Session 10

Topics

Critiquing visualizations

The plots we’ve been making are interesting, but they aren’t the quality of a figure that you’d want to publish or even tweet out to your friends. Let’s work with a few figures to see if we can make them more attractive.

We’ll start with this code chunk

library(tidyverse)
library(lubridate)

aa_weather <- read_csv('noaa/USC00200230.csv', col_types="ccDdddddddddd") %>%
	select(DATE, starts_with("T"), PRCP, SNOW, SNWD) %>%
	rename("date" = "DATE",
		"t_max_c" = "TMAX",
		"t_min_c" = "TMIN",
		"t_obs_c" = "TOBS",
		"total_precip_mm" = "PRCP",
		"snow_fall_mm" = "SNOW",
		"snow_depth_mm" = "SNWD") %>%
	mutate(t_obs_c = ifelse(t_obs_c > 40 | t_obs_c < -40, NA, t_obs_c),
		total_precip_mm = ifelse(total_precip_mm > 250, NA, total_precip_mm),
		snow_fall_mm = ifelse(snow_fall_mm > 500, NA, snow_fall_mm),
		snow_depth_mm = ifelse(snow_depth_mm > 500, NA, snow_depth_mm)
	)

aa_weather %>%
	mutate(year = year(date), month = month(date)) %>%
	group_by(year, month) %>%
	summarize(t_mean_c = mean(t_max_c, na.rm=T)) %>%
	ungroup() %>%
	filter(year != 1891 & year != 2020) %>%
	ggplot(aes(x=month, y=t_mean_c, group=year)) +
		geom_line()

plot of chunk unnamed-chunk-1

You can hopefully tell that these curves represent the average monthly temperature for every year over the course of a year.

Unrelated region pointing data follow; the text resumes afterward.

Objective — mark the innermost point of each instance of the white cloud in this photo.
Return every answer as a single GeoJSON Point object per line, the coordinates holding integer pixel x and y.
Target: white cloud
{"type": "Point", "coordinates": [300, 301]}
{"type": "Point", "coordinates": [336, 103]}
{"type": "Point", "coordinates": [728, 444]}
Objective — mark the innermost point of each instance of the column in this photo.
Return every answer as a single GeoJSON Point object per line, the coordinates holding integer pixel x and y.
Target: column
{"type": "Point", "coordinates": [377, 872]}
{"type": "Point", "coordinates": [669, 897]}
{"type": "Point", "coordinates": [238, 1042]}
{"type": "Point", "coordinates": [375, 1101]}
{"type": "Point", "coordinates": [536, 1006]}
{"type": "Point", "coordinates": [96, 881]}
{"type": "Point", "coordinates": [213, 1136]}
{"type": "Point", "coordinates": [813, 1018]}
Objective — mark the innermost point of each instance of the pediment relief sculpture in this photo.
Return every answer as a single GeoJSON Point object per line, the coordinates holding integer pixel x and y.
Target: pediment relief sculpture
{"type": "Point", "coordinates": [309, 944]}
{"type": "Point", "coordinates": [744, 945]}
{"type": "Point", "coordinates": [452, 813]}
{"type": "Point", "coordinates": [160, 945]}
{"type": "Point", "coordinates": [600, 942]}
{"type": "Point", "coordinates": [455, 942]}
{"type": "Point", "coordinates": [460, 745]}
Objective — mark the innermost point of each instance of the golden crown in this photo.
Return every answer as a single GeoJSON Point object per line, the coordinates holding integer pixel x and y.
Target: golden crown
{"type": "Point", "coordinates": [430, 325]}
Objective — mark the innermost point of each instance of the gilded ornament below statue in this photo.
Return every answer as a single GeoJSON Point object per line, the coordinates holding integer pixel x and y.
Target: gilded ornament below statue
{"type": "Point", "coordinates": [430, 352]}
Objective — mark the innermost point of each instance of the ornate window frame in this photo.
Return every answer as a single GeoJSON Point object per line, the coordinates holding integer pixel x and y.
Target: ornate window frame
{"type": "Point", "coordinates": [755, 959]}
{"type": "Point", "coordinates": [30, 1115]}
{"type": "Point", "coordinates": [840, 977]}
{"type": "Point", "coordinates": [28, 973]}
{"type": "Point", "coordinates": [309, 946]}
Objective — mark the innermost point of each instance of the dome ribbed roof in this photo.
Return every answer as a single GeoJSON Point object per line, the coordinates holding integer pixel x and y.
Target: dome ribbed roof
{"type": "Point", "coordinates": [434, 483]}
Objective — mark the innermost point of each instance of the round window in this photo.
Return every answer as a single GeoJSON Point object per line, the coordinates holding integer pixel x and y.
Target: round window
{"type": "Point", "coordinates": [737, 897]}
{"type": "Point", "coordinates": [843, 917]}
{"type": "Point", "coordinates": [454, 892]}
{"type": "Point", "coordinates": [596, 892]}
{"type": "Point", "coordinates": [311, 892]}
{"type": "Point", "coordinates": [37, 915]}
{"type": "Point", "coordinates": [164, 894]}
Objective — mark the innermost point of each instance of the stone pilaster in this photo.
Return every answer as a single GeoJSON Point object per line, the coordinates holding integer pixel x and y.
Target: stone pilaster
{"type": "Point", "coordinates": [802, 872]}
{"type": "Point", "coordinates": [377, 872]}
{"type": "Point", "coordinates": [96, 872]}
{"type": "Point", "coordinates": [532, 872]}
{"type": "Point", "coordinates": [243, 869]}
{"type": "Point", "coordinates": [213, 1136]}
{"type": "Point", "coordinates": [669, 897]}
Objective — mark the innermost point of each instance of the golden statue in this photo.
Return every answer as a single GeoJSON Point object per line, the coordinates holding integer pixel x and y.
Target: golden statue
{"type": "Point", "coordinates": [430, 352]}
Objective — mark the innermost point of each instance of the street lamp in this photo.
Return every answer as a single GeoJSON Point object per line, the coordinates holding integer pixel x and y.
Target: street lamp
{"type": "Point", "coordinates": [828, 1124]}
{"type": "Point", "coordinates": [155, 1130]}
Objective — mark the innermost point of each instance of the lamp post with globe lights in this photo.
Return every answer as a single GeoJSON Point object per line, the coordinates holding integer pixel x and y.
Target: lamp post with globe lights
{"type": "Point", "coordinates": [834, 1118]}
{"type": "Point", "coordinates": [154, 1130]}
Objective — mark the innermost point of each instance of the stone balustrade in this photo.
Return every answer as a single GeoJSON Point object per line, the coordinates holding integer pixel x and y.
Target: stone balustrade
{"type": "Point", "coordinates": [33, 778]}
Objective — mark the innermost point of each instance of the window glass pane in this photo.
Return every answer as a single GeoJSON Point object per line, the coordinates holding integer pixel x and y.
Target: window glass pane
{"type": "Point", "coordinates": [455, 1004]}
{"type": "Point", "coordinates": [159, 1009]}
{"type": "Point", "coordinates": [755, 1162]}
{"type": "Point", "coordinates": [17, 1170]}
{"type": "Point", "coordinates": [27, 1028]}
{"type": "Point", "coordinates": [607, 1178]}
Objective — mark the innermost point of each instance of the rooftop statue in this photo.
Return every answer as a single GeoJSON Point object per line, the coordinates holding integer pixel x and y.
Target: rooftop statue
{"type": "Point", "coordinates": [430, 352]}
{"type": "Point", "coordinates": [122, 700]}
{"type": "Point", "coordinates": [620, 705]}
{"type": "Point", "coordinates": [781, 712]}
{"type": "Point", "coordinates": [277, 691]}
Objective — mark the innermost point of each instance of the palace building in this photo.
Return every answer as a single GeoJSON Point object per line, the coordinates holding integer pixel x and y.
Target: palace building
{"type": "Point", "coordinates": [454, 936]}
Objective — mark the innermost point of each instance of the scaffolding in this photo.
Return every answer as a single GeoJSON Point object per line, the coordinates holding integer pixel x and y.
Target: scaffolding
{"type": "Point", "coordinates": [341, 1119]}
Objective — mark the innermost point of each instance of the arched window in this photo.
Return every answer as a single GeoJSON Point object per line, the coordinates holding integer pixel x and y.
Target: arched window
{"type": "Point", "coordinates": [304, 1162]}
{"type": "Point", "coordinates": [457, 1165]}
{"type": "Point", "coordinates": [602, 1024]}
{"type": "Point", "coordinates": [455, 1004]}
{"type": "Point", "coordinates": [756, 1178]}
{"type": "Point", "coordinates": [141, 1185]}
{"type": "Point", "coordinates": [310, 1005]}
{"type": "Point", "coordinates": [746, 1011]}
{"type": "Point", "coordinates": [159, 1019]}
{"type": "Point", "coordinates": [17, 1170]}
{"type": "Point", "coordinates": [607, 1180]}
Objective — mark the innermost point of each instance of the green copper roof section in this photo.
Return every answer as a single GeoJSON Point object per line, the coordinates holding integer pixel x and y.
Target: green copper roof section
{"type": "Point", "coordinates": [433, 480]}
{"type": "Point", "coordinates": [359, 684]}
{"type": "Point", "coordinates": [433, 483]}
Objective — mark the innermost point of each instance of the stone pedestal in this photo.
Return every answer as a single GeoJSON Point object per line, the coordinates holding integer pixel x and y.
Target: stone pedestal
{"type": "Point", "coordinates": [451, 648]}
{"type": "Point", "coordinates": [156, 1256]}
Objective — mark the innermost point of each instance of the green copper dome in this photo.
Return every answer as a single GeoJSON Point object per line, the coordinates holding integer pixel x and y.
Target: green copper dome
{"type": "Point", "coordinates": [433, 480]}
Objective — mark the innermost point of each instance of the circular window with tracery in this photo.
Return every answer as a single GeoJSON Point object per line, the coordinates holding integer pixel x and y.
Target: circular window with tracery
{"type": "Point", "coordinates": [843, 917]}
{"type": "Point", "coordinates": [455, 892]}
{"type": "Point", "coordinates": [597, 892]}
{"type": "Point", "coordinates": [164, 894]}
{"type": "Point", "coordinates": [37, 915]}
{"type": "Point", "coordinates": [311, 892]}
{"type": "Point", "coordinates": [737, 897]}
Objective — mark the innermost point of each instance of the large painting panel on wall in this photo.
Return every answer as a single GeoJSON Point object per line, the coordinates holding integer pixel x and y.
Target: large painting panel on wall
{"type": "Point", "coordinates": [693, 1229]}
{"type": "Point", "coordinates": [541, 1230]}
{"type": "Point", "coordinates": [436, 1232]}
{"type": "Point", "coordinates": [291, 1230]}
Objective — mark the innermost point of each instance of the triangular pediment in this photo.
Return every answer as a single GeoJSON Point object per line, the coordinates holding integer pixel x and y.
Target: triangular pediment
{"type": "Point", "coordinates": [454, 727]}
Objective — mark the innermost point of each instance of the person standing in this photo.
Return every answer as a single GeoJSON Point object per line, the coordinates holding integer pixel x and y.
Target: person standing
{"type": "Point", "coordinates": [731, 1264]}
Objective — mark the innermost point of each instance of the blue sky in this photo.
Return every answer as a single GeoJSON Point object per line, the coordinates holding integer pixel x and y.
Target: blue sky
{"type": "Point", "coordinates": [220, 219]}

Each line represents a different year. Take a moment and think of all the ways this plot is … not ideal.

Here’s my list

Great, we can work with that list. By the end of this lesson, we’ll see how to fix each of these problems.

Highlighting data: factors revisited

I’d like to plot all of the lines in a muted color, but have the line for 1976 or any other year pop out at the viewer. There are packages to help you with this, but by doing it ourselves we can reinforce a few concepts we’ve already seen. We’ll start with making a new column in the data frame that indicates which data are from the highlighted year and which are not. We’ll do this with the mutate and ifelse functions

aa_weather %>%
	mutate(year = year(date), month = month(date)) %>%
	group_by(year, month) %>%
	summarize(t_mean_c = mean(t_max_c, na.rm=T)) %>%
	ungroup() %>%
	filter(year != 1891 & year != 2020) %>%
	mutate(highlight=ifelse(year == 1976, "yes", "no")) %>%
	ggplot(aes(x=month, y=t_mean_c, group=year)) +
		geom_line()

plot of chunk unnamed-chunk-2

We’d like to map our highlight column values on to the color aesthetic. Do you remember how to do that from our earlier lessons?

aa_weather %>%
	mutate(year = year(date), month = month(date)) %>%
	group_by(year, month) %>%
	summarize(t_mean_c = mean(t_max_c, na.rm=T)) %>%
	ungroup() %>%
	filter(year != 1891 & year != 2020) %>%
	mutate(highlight=(year == 1976)) %>%
	ggplot(aes(x=month, y=t_mean_c, group=year, color=highlight)) +
		geom_line()

plot of chunk unnamed-chunk-3

Meh. The colors are pretty horrendous, but even worse is that our 1976 data is buried within all of the other lines. It turns out that geom_line plots the lines in order of the grouping variable. In this case, that is year. We need to reorder the year column to match the values in our highlight column. This gets us into one of the more confusing parts of R, which is the use of factors. We can think of factors as categorical variables. To highlight or not is a categorical variable, eye color, sex, blood type, etc. are all categorical variables. By default, R sets the order of factors to be its alpha-numerical order. We can order a factor by another variable using the fct_reorder function. Because “TRUE” is after “FALSE”, alphabetically, the year(s) with values of highlight equal to TRUE will be plotted last or on top of the others.

aa_weather %>%
	mutate(year = year(date), month = month(date)) %>%
	group_by(year, month) %>%
	summarize(t_mean_c = mean(t_max_c, na.rm=T)) %>%
	ungroup() %>%
	filter(year != 1891 & year != 2020) %>%
	mutate(highlight=(year == 1976),
		year=fct_reorder(year, highlight)) %>%
	ggplot(aes(x=month, y=t_mean_c, group=year, color=highlight)) +
		geom_line()
## Error: Problem with `mutate()` input `year`.
## ✖ `f` must be a factor (or character vector).
## ℹ Input `year` is `fct_reorder(year, highlight)`.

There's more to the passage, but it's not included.